Point positif néanmoins : un petit nombre de sites sont responsables de la majorité des émissions. « Des actions ciblées peuvent être mises en place et aboutir à des résultats », estime la toxicologue. Générations futures appelle toutefois à la vigilance pour éviter le transfert de pollution des rejets aqueux vers des filières de traitement inadaptées à la destruction complète des PFAS (la température d'incinération doit être comprise en 1 200 et 1 400 °C). Elle rappelle que les quantités de PFAS réellement rejetées ne sont pas connues du fait de l'encadrement réglementaire qui ne les prend pas en compte ou de façon incomplète.

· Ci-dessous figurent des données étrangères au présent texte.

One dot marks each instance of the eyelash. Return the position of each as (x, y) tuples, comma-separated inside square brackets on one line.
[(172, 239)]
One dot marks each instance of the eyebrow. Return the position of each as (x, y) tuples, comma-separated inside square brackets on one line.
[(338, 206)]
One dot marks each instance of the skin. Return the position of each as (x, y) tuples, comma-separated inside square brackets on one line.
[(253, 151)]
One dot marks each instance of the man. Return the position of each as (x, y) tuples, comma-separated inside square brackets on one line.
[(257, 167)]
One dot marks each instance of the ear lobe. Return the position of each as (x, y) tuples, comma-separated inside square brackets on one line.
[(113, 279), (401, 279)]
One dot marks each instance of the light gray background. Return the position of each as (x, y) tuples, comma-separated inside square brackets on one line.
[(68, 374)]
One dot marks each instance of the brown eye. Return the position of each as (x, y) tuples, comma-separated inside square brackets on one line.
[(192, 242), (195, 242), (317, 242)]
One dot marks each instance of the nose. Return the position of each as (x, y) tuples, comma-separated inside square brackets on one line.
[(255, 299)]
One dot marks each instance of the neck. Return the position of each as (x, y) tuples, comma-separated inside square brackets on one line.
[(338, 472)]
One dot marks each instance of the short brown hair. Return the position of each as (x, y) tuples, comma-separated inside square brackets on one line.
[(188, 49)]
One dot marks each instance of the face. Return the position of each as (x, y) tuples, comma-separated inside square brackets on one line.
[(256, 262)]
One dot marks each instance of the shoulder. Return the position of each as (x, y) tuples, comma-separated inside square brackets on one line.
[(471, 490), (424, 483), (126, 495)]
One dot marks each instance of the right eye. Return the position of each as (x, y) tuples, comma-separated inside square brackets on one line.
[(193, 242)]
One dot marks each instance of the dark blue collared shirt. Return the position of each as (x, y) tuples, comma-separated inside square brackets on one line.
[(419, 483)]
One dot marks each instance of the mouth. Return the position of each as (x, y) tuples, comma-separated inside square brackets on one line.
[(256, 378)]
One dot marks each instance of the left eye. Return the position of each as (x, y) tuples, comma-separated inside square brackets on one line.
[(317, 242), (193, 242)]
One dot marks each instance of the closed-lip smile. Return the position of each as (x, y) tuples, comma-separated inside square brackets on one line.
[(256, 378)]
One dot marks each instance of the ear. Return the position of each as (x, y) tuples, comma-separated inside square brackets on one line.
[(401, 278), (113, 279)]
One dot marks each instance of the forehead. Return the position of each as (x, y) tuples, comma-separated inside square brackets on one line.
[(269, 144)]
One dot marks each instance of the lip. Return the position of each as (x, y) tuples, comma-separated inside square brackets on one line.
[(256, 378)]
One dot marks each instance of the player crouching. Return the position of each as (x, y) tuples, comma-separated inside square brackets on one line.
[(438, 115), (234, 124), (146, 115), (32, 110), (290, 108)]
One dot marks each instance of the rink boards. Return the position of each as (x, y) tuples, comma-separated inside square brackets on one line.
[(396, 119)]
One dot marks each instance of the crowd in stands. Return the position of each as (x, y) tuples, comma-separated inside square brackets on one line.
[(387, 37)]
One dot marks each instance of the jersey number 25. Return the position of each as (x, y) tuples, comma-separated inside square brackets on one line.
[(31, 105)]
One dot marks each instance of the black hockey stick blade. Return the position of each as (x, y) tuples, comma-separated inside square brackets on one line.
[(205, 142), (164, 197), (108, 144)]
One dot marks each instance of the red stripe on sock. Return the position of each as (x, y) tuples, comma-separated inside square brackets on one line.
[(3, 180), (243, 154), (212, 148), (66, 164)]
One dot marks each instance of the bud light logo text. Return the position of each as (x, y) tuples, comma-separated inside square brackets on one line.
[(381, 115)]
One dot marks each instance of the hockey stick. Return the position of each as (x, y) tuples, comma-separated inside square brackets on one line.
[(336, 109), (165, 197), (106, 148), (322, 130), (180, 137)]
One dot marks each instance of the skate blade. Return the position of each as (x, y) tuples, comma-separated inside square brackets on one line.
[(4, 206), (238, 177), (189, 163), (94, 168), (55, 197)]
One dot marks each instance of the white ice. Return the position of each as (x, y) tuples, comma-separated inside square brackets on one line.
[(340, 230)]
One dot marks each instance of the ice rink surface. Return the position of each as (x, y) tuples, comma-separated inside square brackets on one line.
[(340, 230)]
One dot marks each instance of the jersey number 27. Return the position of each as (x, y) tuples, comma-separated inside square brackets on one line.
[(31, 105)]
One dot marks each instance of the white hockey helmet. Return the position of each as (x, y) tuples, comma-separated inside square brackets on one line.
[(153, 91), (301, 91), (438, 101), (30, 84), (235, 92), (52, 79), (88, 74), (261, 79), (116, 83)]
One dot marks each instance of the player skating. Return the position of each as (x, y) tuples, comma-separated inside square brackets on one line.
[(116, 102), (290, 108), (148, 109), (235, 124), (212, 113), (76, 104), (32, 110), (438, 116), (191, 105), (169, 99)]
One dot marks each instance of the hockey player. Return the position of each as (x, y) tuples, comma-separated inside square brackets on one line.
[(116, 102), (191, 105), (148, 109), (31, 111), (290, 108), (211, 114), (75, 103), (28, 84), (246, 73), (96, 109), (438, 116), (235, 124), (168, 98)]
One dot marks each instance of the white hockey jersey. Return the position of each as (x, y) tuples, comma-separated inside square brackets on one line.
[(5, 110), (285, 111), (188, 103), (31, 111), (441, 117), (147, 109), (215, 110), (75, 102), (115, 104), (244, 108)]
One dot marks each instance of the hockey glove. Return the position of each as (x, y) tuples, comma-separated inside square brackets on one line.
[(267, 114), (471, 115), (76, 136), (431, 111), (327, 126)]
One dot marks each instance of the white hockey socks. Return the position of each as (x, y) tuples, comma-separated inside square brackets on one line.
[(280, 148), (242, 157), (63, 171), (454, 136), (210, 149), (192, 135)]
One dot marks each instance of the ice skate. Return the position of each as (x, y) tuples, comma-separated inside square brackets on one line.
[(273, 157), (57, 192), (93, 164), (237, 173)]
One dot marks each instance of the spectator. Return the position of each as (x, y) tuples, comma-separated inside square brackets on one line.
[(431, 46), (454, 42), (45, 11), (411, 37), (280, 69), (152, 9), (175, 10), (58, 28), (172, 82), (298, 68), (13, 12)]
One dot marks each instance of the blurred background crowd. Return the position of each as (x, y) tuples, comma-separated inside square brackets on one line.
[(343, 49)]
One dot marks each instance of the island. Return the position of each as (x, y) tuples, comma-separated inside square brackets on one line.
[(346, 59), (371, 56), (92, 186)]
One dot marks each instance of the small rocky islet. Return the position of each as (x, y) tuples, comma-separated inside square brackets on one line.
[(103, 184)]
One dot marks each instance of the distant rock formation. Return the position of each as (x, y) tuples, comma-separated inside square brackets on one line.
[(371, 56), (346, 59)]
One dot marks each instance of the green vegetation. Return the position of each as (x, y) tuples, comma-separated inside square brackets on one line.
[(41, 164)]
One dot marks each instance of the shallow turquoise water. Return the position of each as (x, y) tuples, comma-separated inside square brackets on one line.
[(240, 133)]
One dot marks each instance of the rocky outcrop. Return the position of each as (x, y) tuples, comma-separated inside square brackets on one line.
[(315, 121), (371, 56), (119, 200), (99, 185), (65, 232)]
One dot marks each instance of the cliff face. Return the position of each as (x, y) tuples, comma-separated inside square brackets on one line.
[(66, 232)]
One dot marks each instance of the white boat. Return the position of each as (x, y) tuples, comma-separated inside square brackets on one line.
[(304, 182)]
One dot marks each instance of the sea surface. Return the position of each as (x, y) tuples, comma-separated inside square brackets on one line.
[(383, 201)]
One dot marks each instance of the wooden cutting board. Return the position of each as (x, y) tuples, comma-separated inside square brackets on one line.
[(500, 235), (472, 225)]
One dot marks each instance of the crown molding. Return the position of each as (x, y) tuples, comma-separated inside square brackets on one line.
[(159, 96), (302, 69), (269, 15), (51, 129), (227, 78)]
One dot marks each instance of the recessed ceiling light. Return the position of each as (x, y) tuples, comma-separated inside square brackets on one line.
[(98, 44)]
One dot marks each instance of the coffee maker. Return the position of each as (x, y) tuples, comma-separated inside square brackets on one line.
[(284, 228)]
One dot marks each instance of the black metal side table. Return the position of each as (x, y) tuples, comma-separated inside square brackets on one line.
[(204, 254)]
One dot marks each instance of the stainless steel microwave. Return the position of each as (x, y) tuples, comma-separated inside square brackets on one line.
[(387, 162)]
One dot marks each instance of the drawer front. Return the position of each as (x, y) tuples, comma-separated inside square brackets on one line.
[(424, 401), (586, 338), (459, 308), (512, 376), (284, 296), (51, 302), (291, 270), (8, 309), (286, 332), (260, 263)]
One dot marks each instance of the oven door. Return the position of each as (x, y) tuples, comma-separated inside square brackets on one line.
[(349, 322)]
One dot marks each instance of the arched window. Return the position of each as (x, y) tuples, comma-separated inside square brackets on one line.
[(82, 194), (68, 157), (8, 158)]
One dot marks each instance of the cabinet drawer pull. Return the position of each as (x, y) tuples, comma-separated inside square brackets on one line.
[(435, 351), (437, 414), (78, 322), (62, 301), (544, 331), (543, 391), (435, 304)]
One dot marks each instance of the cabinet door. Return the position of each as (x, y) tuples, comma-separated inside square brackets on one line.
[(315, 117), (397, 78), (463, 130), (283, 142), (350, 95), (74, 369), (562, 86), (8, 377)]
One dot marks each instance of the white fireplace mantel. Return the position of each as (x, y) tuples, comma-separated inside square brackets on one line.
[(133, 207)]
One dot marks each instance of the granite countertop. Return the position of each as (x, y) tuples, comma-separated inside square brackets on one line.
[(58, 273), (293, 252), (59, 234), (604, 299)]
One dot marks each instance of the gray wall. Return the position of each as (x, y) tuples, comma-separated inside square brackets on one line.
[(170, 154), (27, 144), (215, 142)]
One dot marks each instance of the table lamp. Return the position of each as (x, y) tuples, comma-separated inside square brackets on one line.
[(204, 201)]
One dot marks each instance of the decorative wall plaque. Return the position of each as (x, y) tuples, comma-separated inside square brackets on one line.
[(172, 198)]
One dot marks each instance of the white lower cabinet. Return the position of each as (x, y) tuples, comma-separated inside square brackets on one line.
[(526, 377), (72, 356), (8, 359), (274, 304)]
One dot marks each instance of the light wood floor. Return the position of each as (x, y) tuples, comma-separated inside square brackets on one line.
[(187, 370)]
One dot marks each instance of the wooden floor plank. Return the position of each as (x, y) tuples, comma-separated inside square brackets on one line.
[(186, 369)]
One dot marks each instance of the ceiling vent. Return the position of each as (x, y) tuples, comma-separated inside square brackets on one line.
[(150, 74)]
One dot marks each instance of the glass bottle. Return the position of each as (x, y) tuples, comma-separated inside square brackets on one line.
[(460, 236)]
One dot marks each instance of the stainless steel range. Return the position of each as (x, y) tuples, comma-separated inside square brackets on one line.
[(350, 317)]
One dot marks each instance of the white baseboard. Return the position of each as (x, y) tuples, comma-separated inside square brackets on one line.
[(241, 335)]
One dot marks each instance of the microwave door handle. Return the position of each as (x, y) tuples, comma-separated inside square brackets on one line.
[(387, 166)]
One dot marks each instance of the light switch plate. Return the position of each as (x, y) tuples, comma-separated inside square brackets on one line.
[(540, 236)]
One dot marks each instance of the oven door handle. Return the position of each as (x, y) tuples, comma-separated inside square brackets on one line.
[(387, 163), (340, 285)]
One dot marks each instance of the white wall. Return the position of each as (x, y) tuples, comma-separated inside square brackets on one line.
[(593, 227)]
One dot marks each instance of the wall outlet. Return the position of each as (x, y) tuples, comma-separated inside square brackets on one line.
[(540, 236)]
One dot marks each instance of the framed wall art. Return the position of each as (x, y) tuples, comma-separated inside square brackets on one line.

Elle pointe également la question de la contamination dans les rejets des stations d'épuration. Pour mémoire, une consultation a été lancée, le 27 mars dernier, sur les conditions d'une campagne de mesures des PFAS en entrée et en sortie des stations d'épuration.
1. Sites pour lesquels les rejets répondent au moins à l'un des critères suivants : flux massique supérieur à 1 g/j pour le total PFAS, concentration en total PFAS > 25 mg/L, flux massique en AOF > 500 g/J concentration en AOF > 500 g/J.